Cross-training: Ultimate guide to spinning technique

How do I set up my spinning bike?

Saddle height: You should set the saddle height in line with the top of the hipbone and then sit down to refine. While seated, bring the pedals so they’re perpendicular to the floor – that’s 6 o’clock and 12 o’clock if you’re looking side on. Keeping your feet parallel to the floor, the lower leg wants to have a slight bend and nearly be able to straighten staying in the same position. Once you have a rough height, try cycling and seeing how it feels. Let comfort be your guide - you'll know if you're over-stretching the leg because it will feel uncomfortable.

Saddle distance: Stop with your feet positioned at 3 and 9 o'clock. You want to find a line from the front of your knee down to the centre of the pedal crank, where the ball of your foot should be. This can be a bit tricky as sometimes people shift their position as they try to peer down their knee, so you can always get someone to help you look side on.

Handlebar height: Handlebars want to be at least in line with your saddle height, or higher if you have lower back pain. Generally, I advise people against having them too low as we're not outdoors and don't need to be aerodynamic. Some road cyclists might prefer this, which is up to them.

Ruth Voon is an indoor cycling instructor at Edge Cycle.

How do I clip into pedals wearing cleats?

With the pedals at 12 and 6 o'clock, hold one side steady while you press the ball of the foot (where the cleat should be) onto the pedal. I often tell women to imagine they're in a high pair of stilettos and that's the ball of the foot that they want to push diagonally down and in (guys can use their imaginations too!). Some people find it easier to clip in at 12 o' clock and others at 6 o' clock, so experiment and see which works best for you.

I often joke that this can be the hardest part of the class (it took me ages to master getting in and out of them quickly too), but it's worth persevering as the benefits are huge - you'll use the front and back of the legs equally rather than just loading the quads.

Ruth Voon is an indoor cycling instructor at Edge Cycle.

What’s the correct form when seated?

Your elbows should be pointing towards the floor so your shoulders stay relaxed and your triceps gently active. The cycling position naturally creates a slight forward tilt of the pelvis but I often see people cycling with flat backs. This tends to happen in women who are more able to hinge from the hips but this makes them susceptible to backache as they start to arch the lower spine, unsupported by their abdominals.
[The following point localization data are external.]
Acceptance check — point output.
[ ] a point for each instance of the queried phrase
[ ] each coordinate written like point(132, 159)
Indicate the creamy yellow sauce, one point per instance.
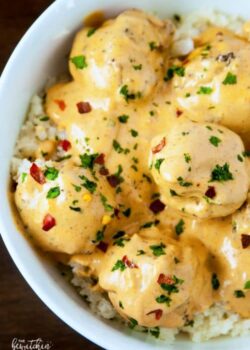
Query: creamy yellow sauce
point(151, 197)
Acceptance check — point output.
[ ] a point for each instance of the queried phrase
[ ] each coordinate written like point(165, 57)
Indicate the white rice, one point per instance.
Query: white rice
point(215, 321)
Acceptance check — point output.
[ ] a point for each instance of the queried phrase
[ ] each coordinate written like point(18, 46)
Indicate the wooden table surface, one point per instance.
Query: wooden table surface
point(22, 313)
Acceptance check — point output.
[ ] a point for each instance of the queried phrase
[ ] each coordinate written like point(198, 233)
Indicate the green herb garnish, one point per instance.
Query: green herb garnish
point(79, 61)
point(51, 173)
point(158, 249)
point(221, 173)
point(230, 79)
point(53, 192)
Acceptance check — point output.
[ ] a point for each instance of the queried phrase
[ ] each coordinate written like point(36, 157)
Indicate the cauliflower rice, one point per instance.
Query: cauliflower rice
point(215, 321)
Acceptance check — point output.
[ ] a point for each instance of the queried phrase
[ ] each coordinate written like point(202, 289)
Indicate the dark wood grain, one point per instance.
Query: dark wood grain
point(22, 314)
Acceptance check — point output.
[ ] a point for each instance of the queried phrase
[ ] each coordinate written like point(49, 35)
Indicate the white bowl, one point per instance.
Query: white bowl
point(41, 54)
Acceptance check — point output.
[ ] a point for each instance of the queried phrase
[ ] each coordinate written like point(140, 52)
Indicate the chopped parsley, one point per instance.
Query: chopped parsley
point(239, 293)
point(158, 163)
point(51, 173)
point(119, 265)
point(123, 118)
point(163, 299)
point(128, 95)
point(215, 281)
point(204, 90)
point(179, 228)
point(91, 31)
point(53, 192)
point(178, 70)
point(158, 249)
point(77, 188)
point(79, 61)
point(221, 173)
point(134, 133)
point(214, 140)
point(187, 157)
point(230, 79)
point(183, 183)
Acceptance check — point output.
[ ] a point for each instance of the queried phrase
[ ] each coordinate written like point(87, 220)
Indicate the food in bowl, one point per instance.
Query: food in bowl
point(135, 173)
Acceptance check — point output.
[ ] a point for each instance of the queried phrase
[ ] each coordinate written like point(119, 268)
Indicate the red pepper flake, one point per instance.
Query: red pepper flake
point(113, 180)
point(159, 147)
point(103, 246)
point(48, 222)
point(100, 159)
point(103, 171)
point(37, 174)
point(116, 212)
point(129, 263)
point(157, 206)
point(83, 107)
point(210, 193)
point(245, 241)
point(64, 144)
point(178, 112)
point(61, 104)
point(165, 279)
point(158, 314)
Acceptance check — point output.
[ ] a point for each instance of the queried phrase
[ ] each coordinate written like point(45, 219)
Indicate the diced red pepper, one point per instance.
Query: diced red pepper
point(129, 263)
point(165, 279)
point(245, 241)
point(210, 193)
point(83, 107)
point(160, 146)
point(64, 144)
point(103, 246)
point(157, 206)
point(158, 314)
point(37, 174)
point(61, 104)
point(100, 159)
point(178, 112)
point(48, 222)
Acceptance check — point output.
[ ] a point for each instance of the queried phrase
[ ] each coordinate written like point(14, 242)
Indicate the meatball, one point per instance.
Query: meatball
point(200, 169)
point(215, 86)
point(63, 207)
point(154, 282)
point(125, 55)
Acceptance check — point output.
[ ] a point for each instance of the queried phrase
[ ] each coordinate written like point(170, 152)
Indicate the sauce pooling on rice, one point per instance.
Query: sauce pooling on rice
point(148, 191)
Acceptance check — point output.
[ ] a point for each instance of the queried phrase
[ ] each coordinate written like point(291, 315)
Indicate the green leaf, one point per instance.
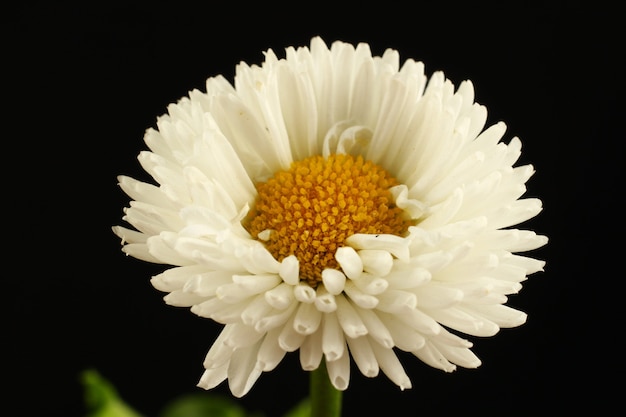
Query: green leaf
point(302, 409)
point(203, 405)
point(101, 397)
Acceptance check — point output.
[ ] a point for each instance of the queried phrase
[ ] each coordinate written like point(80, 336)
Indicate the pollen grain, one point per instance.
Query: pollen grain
point(310, 209)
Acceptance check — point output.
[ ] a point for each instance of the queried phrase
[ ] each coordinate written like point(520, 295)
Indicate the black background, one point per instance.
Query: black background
point(82, 83)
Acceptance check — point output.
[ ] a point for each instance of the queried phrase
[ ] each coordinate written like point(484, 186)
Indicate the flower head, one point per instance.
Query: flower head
point(337, 204)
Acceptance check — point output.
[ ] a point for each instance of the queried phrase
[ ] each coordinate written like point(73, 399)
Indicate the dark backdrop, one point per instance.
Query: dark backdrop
point(82, 83)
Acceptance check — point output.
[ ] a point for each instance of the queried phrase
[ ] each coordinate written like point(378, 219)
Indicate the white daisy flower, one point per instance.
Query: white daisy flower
point(338, 204)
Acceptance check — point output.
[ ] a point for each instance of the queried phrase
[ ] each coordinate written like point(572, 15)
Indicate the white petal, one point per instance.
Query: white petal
point(334, 280)
point(339, 371)
point(391, 366)
point(270, 353)
point(311, 351)
point(376, 262)
point(349, 320)
point(307, 319)
point(350, 262)
point(242, 370)
point(333, 342)
point(289, 270)
point(363, 356)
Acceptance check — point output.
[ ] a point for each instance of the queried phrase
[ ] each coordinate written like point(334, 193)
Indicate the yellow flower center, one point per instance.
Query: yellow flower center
point(310, 210)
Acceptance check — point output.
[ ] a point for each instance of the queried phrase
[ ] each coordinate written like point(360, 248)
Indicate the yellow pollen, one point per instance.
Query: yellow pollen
point(310, 210)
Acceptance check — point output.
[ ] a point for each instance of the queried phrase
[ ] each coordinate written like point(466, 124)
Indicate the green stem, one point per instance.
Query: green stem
point(325, 398)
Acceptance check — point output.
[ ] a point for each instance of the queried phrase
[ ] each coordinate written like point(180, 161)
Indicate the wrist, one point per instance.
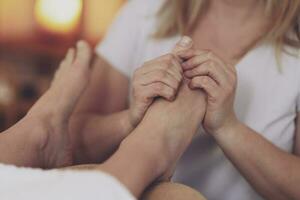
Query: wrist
point(126, 122)
point(231, 128)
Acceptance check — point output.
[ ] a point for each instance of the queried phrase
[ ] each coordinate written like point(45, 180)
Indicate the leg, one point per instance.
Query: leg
point(171, 191)
point(41, 138)
point(158, 142)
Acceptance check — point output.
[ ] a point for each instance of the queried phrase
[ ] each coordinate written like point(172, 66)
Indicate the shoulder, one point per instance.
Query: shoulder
point(144, 8)
point(291, 57)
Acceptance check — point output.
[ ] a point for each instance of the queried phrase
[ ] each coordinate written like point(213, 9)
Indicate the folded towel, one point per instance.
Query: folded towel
point(34, 184)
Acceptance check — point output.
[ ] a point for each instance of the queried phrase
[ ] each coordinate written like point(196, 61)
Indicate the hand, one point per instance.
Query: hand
point(208, 72)
point(160, 77)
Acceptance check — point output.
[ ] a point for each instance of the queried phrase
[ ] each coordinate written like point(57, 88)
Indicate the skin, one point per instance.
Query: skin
point(49, 146)
point(222, 31)
point(41, 138)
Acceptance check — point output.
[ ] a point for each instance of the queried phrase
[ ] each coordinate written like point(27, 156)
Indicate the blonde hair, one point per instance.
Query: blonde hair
point(181, 16)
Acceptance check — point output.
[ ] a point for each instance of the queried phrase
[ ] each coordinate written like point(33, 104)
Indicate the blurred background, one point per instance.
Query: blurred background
point(34, 37)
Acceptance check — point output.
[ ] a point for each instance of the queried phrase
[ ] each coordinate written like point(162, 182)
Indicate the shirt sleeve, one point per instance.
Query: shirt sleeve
point(120, 43)
point(21, 183)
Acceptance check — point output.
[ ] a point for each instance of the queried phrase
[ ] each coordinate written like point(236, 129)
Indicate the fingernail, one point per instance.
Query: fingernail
point(185, 41)
point(184, 65)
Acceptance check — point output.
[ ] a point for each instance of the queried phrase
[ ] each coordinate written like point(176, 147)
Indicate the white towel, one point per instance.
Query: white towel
point(33, 184)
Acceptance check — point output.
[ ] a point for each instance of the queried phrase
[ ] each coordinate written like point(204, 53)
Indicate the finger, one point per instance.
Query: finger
point(207, 84)
point(195, 61)
point(159, 76)
point(184, 44)
point(190, 53)
point(159, 90)
point(208, 69)
point(172, 66)
point(70, 56)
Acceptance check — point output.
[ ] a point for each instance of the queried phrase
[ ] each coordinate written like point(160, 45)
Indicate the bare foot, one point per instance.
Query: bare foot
point(182, 119)
point(54, 108)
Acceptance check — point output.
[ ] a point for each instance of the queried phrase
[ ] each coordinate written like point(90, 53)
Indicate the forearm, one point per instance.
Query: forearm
point(272, 172)
point(96, 137)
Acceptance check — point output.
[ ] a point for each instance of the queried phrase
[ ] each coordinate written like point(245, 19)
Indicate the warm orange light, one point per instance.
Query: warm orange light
point(58, 16)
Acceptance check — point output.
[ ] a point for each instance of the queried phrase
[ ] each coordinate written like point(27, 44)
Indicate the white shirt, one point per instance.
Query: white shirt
point(33, 184)
point(267, 100)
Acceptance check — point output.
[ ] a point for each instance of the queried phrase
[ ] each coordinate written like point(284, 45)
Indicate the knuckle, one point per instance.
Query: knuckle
point(161, 74)
point(205, 80)
point(169, 57)
point(158, 87)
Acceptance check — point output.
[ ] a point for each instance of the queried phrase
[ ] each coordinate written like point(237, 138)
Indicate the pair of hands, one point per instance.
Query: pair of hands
point(163, 76)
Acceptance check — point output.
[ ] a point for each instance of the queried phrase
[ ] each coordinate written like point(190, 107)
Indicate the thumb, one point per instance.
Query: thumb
point(185, 43)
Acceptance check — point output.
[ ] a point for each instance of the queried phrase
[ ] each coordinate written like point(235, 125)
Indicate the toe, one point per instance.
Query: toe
point(83, 53)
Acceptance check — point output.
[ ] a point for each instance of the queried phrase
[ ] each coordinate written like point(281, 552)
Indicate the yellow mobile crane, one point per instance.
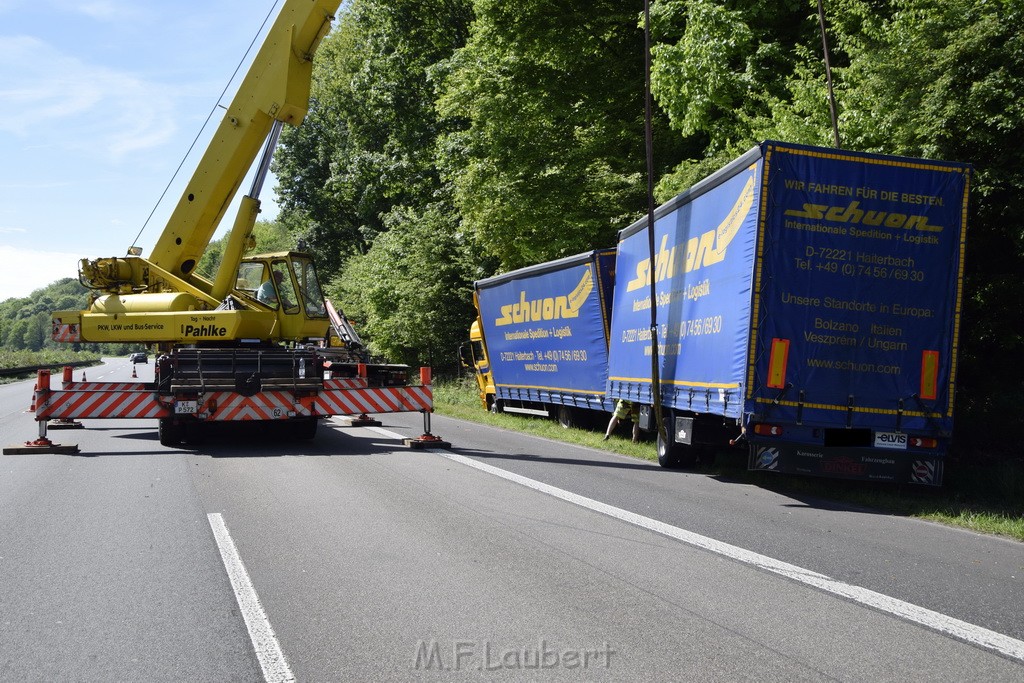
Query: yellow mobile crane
point(250, 344)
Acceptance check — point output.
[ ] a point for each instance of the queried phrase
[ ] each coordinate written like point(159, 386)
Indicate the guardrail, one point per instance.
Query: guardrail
point(29, 370)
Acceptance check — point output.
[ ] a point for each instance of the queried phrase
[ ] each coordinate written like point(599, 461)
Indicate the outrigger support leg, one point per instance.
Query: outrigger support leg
point(364, 421)
point(41, 444)
point(426, 439)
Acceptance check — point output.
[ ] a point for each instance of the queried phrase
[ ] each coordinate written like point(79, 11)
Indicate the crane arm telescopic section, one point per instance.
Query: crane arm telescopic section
point(275, 88)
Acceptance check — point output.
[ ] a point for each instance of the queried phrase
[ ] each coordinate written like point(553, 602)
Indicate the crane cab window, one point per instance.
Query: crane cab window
point(276, 290)
point(309, 288)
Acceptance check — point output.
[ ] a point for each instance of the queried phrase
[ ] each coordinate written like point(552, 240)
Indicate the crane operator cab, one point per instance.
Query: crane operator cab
point(286, 283)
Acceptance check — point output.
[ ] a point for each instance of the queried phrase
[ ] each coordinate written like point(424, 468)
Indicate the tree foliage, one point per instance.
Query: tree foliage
point(448, 139)
point(550, 161)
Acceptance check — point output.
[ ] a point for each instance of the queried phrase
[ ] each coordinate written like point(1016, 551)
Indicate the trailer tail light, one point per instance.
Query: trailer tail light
point(929, 375)
point(768, 430)
point(776, 363)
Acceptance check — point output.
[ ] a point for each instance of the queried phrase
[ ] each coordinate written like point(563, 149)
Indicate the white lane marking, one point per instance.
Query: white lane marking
point(271, 658)
point(971, 633)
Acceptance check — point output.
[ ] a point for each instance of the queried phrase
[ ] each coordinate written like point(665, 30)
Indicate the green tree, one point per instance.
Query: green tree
point(550, 161)
point(367, 145)
point(412, 292)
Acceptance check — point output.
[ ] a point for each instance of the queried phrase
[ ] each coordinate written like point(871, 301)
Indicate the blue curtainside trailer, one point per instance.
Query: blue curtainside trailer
point(540, 344)
point(806, 304)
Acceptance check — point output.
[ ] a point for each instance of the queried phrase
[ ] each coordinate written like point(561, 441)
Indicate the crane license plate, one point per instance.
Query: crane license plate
point(186, 408)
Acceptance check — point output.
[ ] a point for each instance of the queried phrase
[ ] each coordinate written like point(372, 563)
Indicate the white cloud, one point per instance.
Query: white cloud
point(28, 269)
point(109, 112)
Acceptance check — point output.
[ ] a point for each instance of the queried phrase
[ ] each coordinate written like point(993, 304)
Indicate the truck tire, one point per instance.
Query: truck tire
point(672, 455)
point(170, 434)
point(566, 417)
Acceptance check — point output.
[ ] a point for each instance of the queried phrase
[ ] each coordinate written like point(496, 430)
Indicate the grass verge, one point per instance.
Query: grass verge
point(981, 493)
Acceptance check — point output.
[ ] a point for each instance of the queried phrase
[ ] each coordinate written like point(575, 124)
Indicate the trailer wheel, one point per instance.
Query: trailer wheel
point(566, 417)
point(170, 434)
point(672, 455)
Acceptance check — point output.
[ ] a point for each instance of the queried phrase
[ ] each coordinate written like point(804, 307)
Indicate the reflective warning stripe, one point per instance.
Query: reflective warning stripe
point(381, 399)
point(777, 361)
point(103, 386)
point(345, 383)
point(228, 406)
point(929, 375)
point(103, 404)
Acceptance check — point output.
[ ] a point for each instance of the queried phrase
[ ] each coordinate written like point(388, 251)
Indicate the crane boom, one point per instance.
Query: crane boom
point(156, 299)
point(252, 344)
point(275, 87)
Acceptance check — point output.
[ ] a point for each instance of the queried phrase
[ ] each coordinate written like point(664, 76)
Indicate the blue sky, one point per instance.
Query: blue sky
point(101, 100)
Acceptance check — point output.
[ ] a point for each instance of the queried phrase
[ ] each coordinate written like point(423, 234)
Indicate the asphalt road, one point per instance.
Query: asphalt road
point(506, 558)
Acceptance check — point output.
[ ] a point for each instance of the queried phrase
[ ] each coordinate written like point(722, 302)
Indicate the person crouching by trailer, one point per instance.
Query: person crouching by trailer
point(625, 409)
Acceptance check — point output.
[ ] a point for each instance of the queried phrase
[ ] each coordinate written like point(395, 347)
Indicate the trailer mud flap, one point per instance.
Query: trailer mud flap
point(862, 464)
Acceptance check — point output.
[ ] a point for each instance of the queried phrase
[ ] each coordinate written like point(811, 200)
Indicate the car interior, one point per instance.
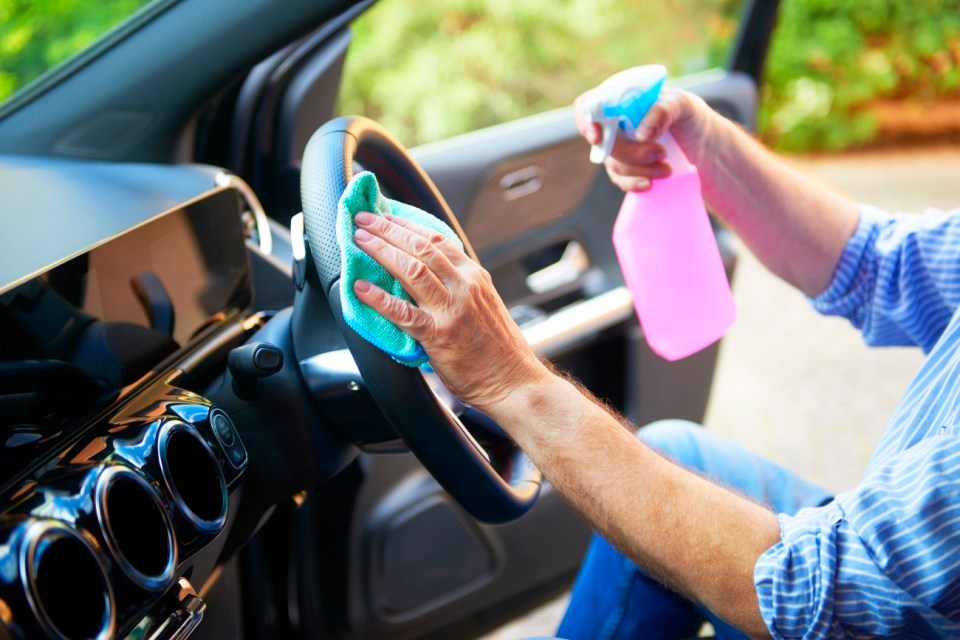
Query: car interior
point(194, 442)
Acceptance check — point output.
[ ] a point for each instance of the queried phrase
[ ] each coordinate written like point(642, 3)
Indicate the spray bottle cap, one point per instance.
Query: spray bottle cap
point(621, 101)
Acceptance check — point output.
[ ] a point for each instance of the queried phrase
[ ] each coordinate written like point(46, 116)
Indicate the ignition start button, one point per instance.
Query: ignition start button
point(229, 439)
point(223, 429)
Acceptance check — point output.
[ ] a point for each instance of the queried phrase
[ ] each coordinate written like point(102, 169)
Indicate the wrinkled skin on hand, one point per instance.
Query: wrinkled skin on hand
point(459, 319)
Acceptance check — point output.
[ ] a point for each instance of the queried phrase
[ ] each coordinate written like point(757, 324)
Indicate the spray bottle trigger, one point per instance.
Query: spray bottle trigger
point(600, 152)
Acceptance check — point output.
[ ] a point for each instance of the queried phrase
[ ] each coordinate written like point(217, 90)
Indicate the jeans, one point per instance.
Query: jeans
point(613, 600)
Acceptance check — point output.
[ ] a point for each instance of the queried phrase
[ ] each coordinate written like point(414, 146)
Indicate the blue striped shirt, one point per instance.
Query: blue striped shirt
point(883, 560)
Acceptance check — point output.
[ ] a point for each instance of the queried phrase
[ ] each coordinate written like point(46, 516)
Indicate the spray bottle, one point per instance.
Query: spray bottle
point(664, 242)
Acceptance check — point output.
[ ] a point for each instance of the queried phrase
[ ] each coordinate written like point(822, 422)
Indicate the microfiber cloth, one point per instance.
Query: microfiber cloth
point(363, 194)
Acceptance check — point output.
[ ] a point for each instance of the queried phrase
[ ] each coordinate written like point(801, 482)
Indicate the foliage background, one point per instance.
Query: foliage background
point(429, 69)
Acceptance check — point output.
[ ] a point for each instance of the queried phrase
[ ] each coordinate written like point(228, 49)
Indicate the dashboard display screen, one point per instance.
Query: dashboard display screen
point(134, 298)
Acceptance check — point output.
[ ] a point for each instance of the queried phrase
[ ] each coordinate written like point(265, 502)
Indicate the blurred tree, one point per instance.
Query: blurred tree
point(830, 62)
point(429, 69)
point(37, 35)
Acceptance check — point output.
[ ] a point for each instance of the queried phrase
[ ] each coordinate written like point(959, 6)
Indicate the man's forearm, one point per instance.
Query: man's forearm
point(795, 225)
point(698, 538)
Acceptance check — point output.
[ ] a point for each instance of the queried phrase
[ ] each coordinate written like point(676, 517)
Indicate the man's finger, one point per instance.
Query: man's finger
point(424, 247)
point(445, 245)
point(413, 274)
point(411, 319)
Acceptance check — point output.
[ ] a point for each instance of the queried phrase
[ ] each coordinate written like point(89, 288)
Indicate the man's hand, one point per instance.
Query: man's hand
point(459, 319)
point(634, 163)
point(698, 537)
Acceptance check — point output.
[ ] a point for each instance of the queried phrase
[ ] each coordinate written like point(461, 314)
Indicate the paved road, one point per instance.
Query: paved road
point(801, 389)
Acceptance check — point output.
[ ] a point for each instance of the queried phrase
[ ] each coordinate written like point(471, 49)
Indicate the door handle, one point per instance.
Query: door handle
point(523, 182)
point(572, 265)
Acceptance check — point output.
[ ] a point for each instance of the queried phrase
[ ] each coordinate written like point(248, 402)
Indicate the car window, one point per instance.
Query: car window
point(36, 36)
point(431, 69)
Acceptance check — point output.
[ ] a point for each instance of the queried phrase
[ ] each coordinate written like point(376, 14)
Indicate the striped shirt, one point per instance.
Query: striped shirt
point(883, 560)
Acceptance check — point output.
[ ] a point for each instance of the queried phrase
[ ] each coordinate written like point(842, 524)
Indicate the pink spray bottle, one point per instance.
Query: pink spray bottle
point(664, 242)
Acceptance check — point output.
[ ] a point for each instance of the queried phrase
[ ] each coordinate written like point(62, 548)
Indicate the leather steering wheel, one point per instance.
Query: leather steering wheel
point(493, 486)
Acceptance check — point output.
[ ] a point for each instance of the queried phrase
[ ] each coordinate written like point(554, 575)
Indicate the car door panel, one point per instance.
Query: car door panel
point(540, 215)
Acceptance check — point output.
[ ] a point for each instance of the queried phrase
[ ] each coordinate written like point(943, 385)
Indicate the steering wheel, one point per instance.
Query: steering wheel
point(495, 485)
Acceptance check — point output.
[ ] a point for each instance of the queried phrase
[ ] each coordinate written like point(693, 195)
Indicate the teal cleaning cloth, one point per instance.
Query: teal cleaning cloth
point(363, 194)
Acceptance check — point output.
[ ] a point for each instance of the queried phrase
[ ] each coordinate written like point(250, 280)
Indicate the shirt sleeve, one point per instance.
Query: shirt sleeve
point(897, 279)
point(882, 560)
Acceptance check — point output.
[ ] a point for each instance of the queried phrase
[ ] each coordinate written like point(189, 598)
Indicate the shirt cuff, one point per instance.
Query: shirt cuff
point(795, 578)
point(848, 274)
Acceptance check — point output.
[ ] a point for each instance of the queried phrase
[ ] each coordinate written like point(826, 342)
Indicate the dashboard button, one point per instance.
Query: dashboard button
point(223, 429)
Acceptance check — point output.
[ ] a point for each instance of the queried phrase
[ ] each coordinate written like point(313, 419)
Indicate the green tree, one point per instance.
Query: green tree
point(37, 35)
point(829, 62)
point(430, 69)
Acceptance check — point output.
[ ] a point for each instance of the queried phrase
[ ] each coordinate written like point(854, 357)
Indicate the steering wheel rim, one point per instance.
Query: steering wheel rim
point(432, 432)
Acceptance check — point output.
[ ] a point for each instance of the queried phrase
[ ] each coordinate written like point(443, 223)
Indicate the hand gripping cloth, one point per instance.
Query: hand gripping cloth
point(363, 194)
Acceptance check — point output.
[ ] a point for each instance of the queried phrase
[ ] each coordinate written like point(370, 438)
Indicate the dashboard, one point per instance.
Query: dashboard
point(119, 477)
Imagine making a "scooping" action from the pubic bone which should go all the way up to the head - this creates a hollowing of the whole spine, like an abdominal crunch, which engages your lower and upper abs to help hold your torso stable.

Since spinning is in a studio and not on the road, I encourage people to stay broad across their collarbones, meaning their lungs are fully open so they can breathe more.

Ruth Voon is an indoor cycling instructor at Edge Cycle.

What’s the correct form when standing?

You want to keep the weight centred over the pedal cranks. A useful guide is to bring your hips back over the saddle so you very gently tap the seat while you cycle standing. Bringing the hips back puts the work into the glutes, which is exactly where you want it. You will feel some activation in the quads as you power down through the feet but you also want to feel the hamstrings as you pull up from the bottom of the pedal stroke while the feet stay parallel (flat) to the floor.

You should feel your abdominals gently engaged to help keep the hips stable. Also, your arms will help you balance - activate your triceps by directing the points of the elbows to the floor so the forearms are parallel to one another which helps keep the shoulders relaxed. Your hands reach slightly further forward on the handlebars so the arms are a little more stretched but not completely locked.

Ruth Voon is an indoor cycling instructor at Edge Cycle.